LAURIE ROBERTS

Problem with Planned Parenthood video is tone? Really?

Laurie Roberts
opinion columnist
Planned Parenthood sting video proved to be doctored and misleading.

The head of Planned Parenthood is apologizing for the tone used by a staffer as she described how to properly crush the head of a soon-to-be aborted fetus in order to harvest precious body parts.

Planned Parenthood President Cecile Richards says Deborah Nucatola's comments don't reflect the compassion Planned Parenthood workers feel as they go about performing abortions.

"Our top priority is the compassionate care that we provide," she said Thursday, in a videotaped statement. "In the video, one of our staff members speaks in a way that does not reflect that compassion, this is unacceptable and I personally apologize for the staff member's tone and statements."

By "one of our staff members" she means the organization's senior director of medical services, not some low-level employee in Boise.

By decrying tone, Richards implies that what Nucatola said is OK. She just should have sugared it up some and perhaps not discussed it over a glass of Pinot.

Sorry Cecile, not buying it.

I've long supported a woman's right to choose what to do with her own body up to a point, hoping that abortion is a choice made rarely and early. Hoping that everybody involved respects the enormity of what they do.

Hoping that women will find it in their hearts to do otherwise but believing that it's their choice. Up to a point.

Yet this woman, one of Planned Parenthood's top officials, talks as if she's removing a tumor.

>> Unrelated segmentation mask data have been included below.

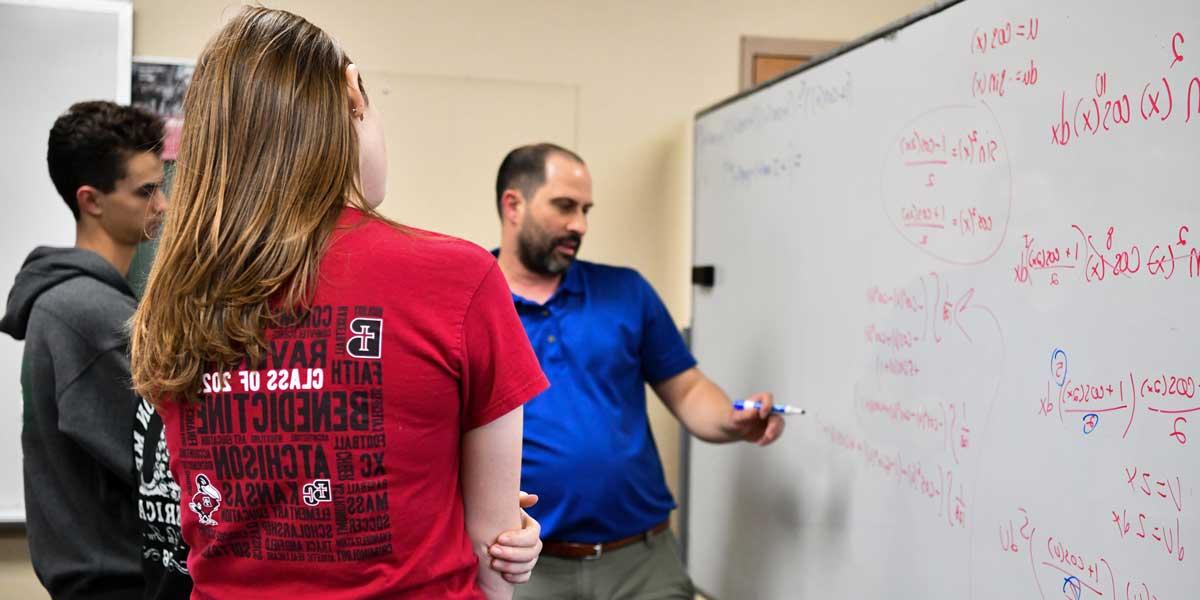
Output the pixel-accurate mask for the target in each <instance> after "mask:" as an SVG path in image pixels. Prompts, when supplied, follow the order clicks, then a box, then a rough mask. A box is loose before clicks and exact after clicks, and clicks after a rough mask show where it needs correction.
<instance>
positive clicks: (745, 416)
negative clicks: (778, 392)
mask: <svg viewBox="0 0 1200 600" xmlns="http://www.w3.org/2000/svg"><path fill="white" fill-rule="evenodd" d="M774 400H775V398H774V396H772V395H770V394H769V392H766V391H763V392H758V394H755V395H754V396H748V397H746V401H748V402H749V401H757V402H760V404H761V406H760V407H758V409H757V410H733V409H731V410H730V413H731V419H732V420H733V424H732V426H731V427H730V428H731V430H733V431H734V432H736V434H737V436H738V437H740V438H742V439H743V440H745V442H750V443H754V444H758V445H761V446H764V445H767V444H770V443H772V442H774V440H776V439H779V437H780V436H782V434H784V416H782V415H778V414H774V413H772V412H770V408H772V406H774Z"/></svg>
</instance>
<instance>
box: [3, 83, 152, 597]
mask: <svg viewBox="0 0 1200 600" xmlns="http://www.w3.org/2000/svg"><path fill="white" fill-rule="evenodd" d="M162 138H163V125H162V121H161V120H160V119H158V118H157V116H154V115H151V114H150V113H146V112H144V110H140V109H136V108H132V107H121V106H118V104H114V103H112V102H80V103H78V104H74V106H72V107H71V108H70V109H68V110H67V112H66V114H64V115H61V116H60V118H59V119H58V120H56V121H55V122H54V127H53V128H52V130H50V136H49V149H48V151H47V162H48V164H49V170H50V179H52V180H53V181H54V186H55V188H58V192H59V194H60V196H61V197H62V200H64V202H66V205H67V206H68V208H70V209H71V214H72V215H73V216H74V224H76V244H74V247H71V248H52V247H38V248H36V250H34V252H32V253H30V254H29V258H26V259H25V264H24V265H23V266H22V270H20V272H19V274H18V275H17V281H16V282H14V283H13V287H12V290H11V292H10V293H8V310H7V313H6V314H5V316H4V319H2V320H0V331H4V332H6V334H8V335H11V336H13V337H14V338H17V340H24V341H25V348H24V360H23V362H22V372H20V384H22V391H23V396H24V402H25V406H24V425H23V428H22V436H20V442H22V449H23V451H24V473H25V523H26V530H28V534H29V550H30V556H31V557H32V562H34V570H35V571H36V572H37V577H38V580H41V582H42V584H43V586H46V589H47V590H48V592H49V593H50V595H52V596H53V598H55V599H71V598H88V599H109V598H112V599H118V598H120V599H126V598H139V596H140V595H142V588H143V577H142V564H140V542H142V540H140V535H139V526H138V515H137V510H136V506H137V505H136V500H134V492H136V490H137V487H136V479H134V469H133V457H132V455H131V452H130V439H132V434H133V431H132V430H133V419H134V413H136V410H137V406H138V398H137V396H136V395H134V394H133V392H132V391H131V390H130V360H128V349H127V335H126V322H127V320H128V319H130V317H132V316H133V310H134V307H136V299H134V296H133V292H132V290H131V289H130V284H128V283H127V282H126V278H125V277H126V274H127V271H128V269H130V263H131V260H132V259H133V252H134V248H136V247H137V245H138V242H140V241H143V240H145V239H148V238H149V236H150V235H151V233H152V232H154V230H155V229H156V228H157V224H158V222H160V220H161V218H162V212H163V210H164V209H166V199H164V198H163V194H162V192H161V191H160V186H161V185H162V179H163V170H162V160H161V152H162ZM22 202H44V200H38V199H32V198H26V199H23V200H22Z"/></svg>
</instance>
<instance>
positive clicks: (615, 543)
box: [541, 521, 671, 560]
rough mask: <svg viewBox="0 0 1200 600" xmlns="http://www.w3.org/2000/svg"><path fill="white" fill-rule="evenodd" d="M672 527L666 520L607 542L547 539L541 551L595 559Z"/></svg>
mask: <svg viewBox="0 0 1200 600" xmlns="http://www.w3.org/2000/svg"><path fill="white" fill-rule="evenodd" d="M667 527H671V521H664V522H661V523H659V524H656V526H654V527H652V528H650V529H649V530H647V532H642V533H638V534H634V535H630V536H629V538H622V539H619V540H617V541H610V542H605V544H576V542H571V541H546V542H542V546H541V553H542V554H546V556H552V557H557V558H576V559H582V560H595V559H598V558H600V557H601V556H604V554H605V552H612V551H614V550H617V548H623V547H625V546H629V545H630V544H636V542H638V541H644V540H649V539H650V536H654V535H658V534H660V533H662V532H665V530H667Z"/></svg>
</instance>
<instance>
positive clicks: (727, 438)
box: [655, 370, 740, 444]
mask: <svg viewBox="0 0 1200 600" xmlns="http://www.w3.org/2000/svg"><path fill="white" fill-rule="evenodd" d="M655 392H656V394H658V395H659V397H660V398H662V401H664V402H666V404H667V408H670V409H671V410H672V412H673V413H674V414H676V416H677V418H678V419H679V422H682V424H683V426H684V427H686V428H688V431H689V432H691V434H692V436H696V437H697V438H700V439H703V440H704V442H710V443H714V444H722V443H726V442H736V440H738V439H740V438H739V437H738V434H737V432H736V431H734V430H732V428H731V427H730V425H731V422H732V418H731V413H732V410H733V408H732V406H731V402H730V397H728V395H726V394H725V391H722V390H721V388H720V386H718V385H716V384H715V383H713V382H712V380H710V379H709V378H708V377H704V374H703V373H701V372H700V371H698V370H690V371H686V372H684V373H680V374H679V376H677V377H676V378H672V379H668V380H667V382H664V383H662V384H660V385H659V386H655Z"/></svg>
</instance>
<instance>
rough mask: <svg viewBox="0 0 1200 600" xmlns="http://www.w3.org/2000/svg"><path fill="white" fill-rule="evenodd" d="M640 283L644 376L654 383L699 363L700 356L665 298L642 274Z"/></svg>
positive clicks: (656, 382) (649, 382)
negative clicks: (673, 312)
mask: <svg viewBox="0 0 1200 600" xmlns="http://www.w3.org/2000/svg"><path fill="white" fill-rule="evenodd" d="M637 284H638V288H640V292H641V293H640V294H637V296H638V298H640V299H641V302H642V347H641V349H640V353H641V360H642V379H644V380H646V382H647V383H649V384H652V385H653V384H656V383H660V382H664V380H667V379H670V378H672V377H674V376H677V374H679V373H682V372H684V371H686V370H689V368H691V367H694V366H696V359H695V358H694V356H692V355H691V352H690V350H689V349H688V344H685V343H684V341H683V336H682V335H679V330H678V329H676V326H674V319H672V318H671V313H670V312H667V307H666V305H664V304H662V299H660V298H659V294H658V293H656V292H654V288H653V287H650V283H649V282H648V281H646V277H642V275H641V274H637Z"/></svg>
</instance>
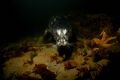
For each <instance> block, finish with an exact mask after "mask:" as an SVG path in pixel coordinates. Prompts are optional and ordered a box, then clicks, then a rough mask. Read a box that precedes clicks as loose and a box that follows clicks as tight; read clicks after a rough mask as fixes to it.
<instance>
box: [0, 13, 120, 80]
mask: <svg viewBox="0 0 120 80" xmlns="http://www.w3.org/2000/svg"><path fill="white" fill-rule="evenodd" d="M77 16H78V15H77ZM69 20H70V21H71V23H72V25H73V26H74V28H75V30H76V32H77V34H76V35H77V42H76V47H75V50H74V51H73V53H72V56H71V57H70V59H68V60H66V61H64V60H63V59H64V57H61V56H59V53H58V52H57V48H56V46H55V44H53V43H43V41H42V40H43V36H41V35H37V36H36V35H35V36H34V37H30V36H28V37H26V38H24V39H22V40H19V41H17V42H14V43H9V44H8V45H7V46H4V47H3V46H1V48H0V57H1V60H2V61H3V62H2V63H1V65H2V67H1V68H2V72H3V73H1V75H2V76H1V77H3V79H5V80H99V75H101V74H102V73H103V72H104V70H106V69H107V68H108V66H109V64H110V62H111V59H110V58H111V56H114V55H117V54H120V28H119V27H117V28H116V29H114V26H113V24H112V22H111V20H112V18H111V17H108V16H106V15H103V14H96V15H86V16H82V18H81V16H79V17H76V16H71V15H69ZM1 79H2V78H1ZM102 80H103V79H102Z"/></svg>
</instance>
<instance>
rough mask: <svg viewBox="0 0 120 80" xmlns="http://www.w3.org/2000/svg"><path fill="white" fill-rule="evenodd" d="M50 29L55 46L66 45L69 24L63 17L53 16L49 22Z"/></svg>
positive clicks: (69, 27)
mask: <svg viewBox="0 0 120 80" xmlns="http://www.w3.org/2000/svg"><path fill="white" fill-rule="evenodd" d="M49 28H50V31H51V33H52V35H53V37H54V39H55V41H56V45H57V46H67V45H68V44H69V38H70V35H71V25H70V23H69V22H68V21H67V20H66V19H65V18H64V17H58V16H56V17H53V18H52V19H51V20H50V23H49Z"/></svg>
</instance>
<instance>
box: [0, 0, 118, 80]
mask: <svg viewBox="0 0 120 80" xmlns="http://www.w3.org/2000/svg"><path fill="white" fill-rule="evenodd" d="M119 10H120V5H119V2H118V1H115V0H111V1H107V0H9V1H7V2H5V4H4V6H3V11H2V12H3V16H2V17H3V20H2V21H3V23H2V24H1V26H0V46H1V47H2V46H6V45H7V44H8V43H12V42H16V41H17V40H20V39H22V38H25V37H26V36H33V35H35V34H40V35H41V34H43V32H44V30H45V28H46V26H48V21H49V18H50V17H51V16H53V15H68V14H70V13H73V14H80V16H85V15H87V14H91V15H92V14H93V15H94V14H105V15H107V16H110V17H111V18H112V23H113V32H114V31H117V29H118V28H119V27H120V12H119ZM110 60H111V61H112V62H111V65H109V67H108V68H109V71H105V72H103V74H102V75H101V76H100V77H99V78H98V79H99V80H111V79H112V78H113V79H117V80H118V79H120V77H119V76H120V74H119V72H120V66H119V65H120V54H117V55H114V56H111V57H110ZM0 61H1V63H2V58H1V60H0ZM1 75H2V73H1Z"/></svg>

No matter how you feel about abortion, you cannot help but feel queasy as you listen to Nucatola talk about the gruesome process of partial-birth abortion and the harvesting of body parts.

But is it her tone that's really the problem?

Or is it what she's describing -- a horror story that is apparently repeated every day, all over America?

"I'd say a lot of people want liver," Nocatola says on the sting video. "And for that reason, most providers will do this case under ultrasound guidance so they'll know where they're putting their forceps. The kind of rate-limiting step of the procedure is the calvarium. Calvarium — the head — is basically the biggest part. . . . We've been very good at getting heart, lung, liver, because we know that, so I'm not gonna crush that part. I'm gonna basically crush below, I'm gonna crush above, and I'm gonna see if I can get it all intact. And with the calvarium, in general, some people will actually try to change the presentation so that it's not vertex. . . . So if you do it starting from the breech presentation, there's dilation that happens as the case goes on, and often, the last step, you can evacuate an intact calvarium at the end."

Nucatola also discusses the going rate for a body part -- $30 to $100, depending on the clinic.

"They just want to do it in a way that is not perceived as: This clinic is selling tissue. This clinic is making money off this," she explained. "In the Planned Parenthood world, they're very, very sensitive to that."

Clearly, Planned Parenthood is all about sensitivity.

Richards says the organization doesn't profit from the sale of those body parts – the $30 to $100 Nucatola mentions in the video -- but only charges fees that cover the cost of providing the various parts to medical researchers.

Then she resorts to the default excuse of those under fire: Nucatola's comments were taken out of context.

That may be but suddenly, abortion is looking a little different. Suddenly, it doesn't sound like a simple medical procedure or just a morning-after problem that can be washed away with a couple of pills.

And I am left to wonder whether it's time for a real gut check in America.